Inutili, perchè se non c’è una richiesta precisa da portare avanti non si ottiene comunque niente in ogni caso. Nella migliore delle ipotesi si sfila pacificamente, si urlano quattro slogan, ci si dice “volemose bbene”, e si torna a casa belli contenti di essersi sfogati in piazza. Nella peggiore delle ipotesi ti becchi qualche manganellata, ti sloghi una caviglia scappando, oppure se hai sfiga qualcuno ti brucia la macchina mentre tu sfilavi nella strada accanto. Ma comunque non avrai ottenuto niente, e lunedì torni al lavoro esattamente come prima.
Ridicoli, perchè è semplicemente metafisico che la gente vada in strada a protestare contro le stesse persone che ha mandato al governo, con il proprio voto, qualche mese prima. Davvero non lo sapevi, che nemmeno questa volta le riforme non le avrebbero fatte, che i posti di lavoro non sarebbero aumentati, e che avresti dovuto tirare la cinghia come prima? E allora, se lo sapevi e li hai votati lo stesso, ora di cosa ti lamenti?
Ben diverso invece è quando si tratta di scendere in piazza per un motivo preciso. Sta per passare una legge inaccettabile, il governo manda i nostri soldati ad invadere altre nazioni, oppure vogliono raddoppiare di colpo il prezzo della benzina – allora in quel caso scendi in strada, fai sentire la tua voce, e se i numeri sono abbastanza forti il governo si ritrova obbligato a fare marcia indietro. Ma questi sono casi speciali, ed è in questi casi che una manifestazione può ancora rivelarsi utile.
Mentre andare così, a marciare per dire “cazzo uniamoci, è ora di dire basta”, … … è roba che si faceva 40 anni fa. Io stesso ho partecipato alle manifestazioni del ’68, e ricordo bene la grande emozione nell’urlare a squarciagola “compagni cordone, arriva la pula!” Ma quello era il 1968, non c’era Internet, la TV aveva due canali soltanto, la radio libera non esisteva ancora, e l’idea di potersi ritrovare tutti in piazza, di potersi contare, di rendersi improvvisamente conto di quanti fossimo, era qualcosa di assolutamente emozionante e travolgente.
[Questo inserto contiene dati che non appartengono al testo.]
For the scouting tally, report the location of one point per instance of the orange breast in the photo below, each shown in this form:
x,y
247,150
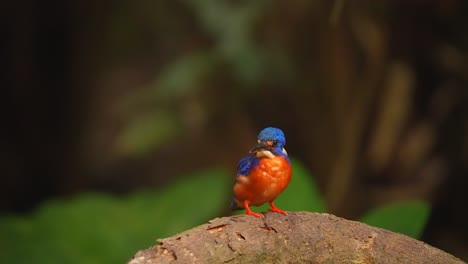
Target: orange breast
x,y
264,182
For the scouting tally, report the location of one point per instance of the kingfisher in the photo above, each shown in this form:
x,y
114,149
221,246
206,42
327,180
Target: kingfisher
x,y
263,174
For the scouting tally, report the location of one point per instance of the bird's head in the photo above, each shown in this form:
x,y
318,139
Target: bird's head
x,y
270,139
In quel periodo il gesto stesso di scendere in piazza significò la nascita di un movimento che prima non c’era, perchè non avevamo modo di comunicare fra di noi. Pensate, per organizzare una manifestazione bisognava mettere mano al ciclostile, per poi andare a volantinare di scuola in scuola, di porta in porta, di fabbrica in fabbrica.
Oggi fra facebook, telefonini, twitter e messaggini, il “movimento” esiste già, perchè ci conosciamo già tutti prima ancora di arrivare in piazza.
Quindi, invece di ricreare la barriera umana fatta di corpi fisici – nostalgica magari, ma ormai inutile - cerchiamo oggi di creare una barriera delle menti, ferocemente unite sulle idee in comune. Oggi le informazioni le abbiamo, e non abbiamo più bisogno di scendere in piazza per sentire le nostre spalle accanto a quelle di qualcun altro.
Oggi sono le tempie che vanno messe una accanto all’altra, se davvero vogliamo riuscire a riprenderci la vita che ci viene negata.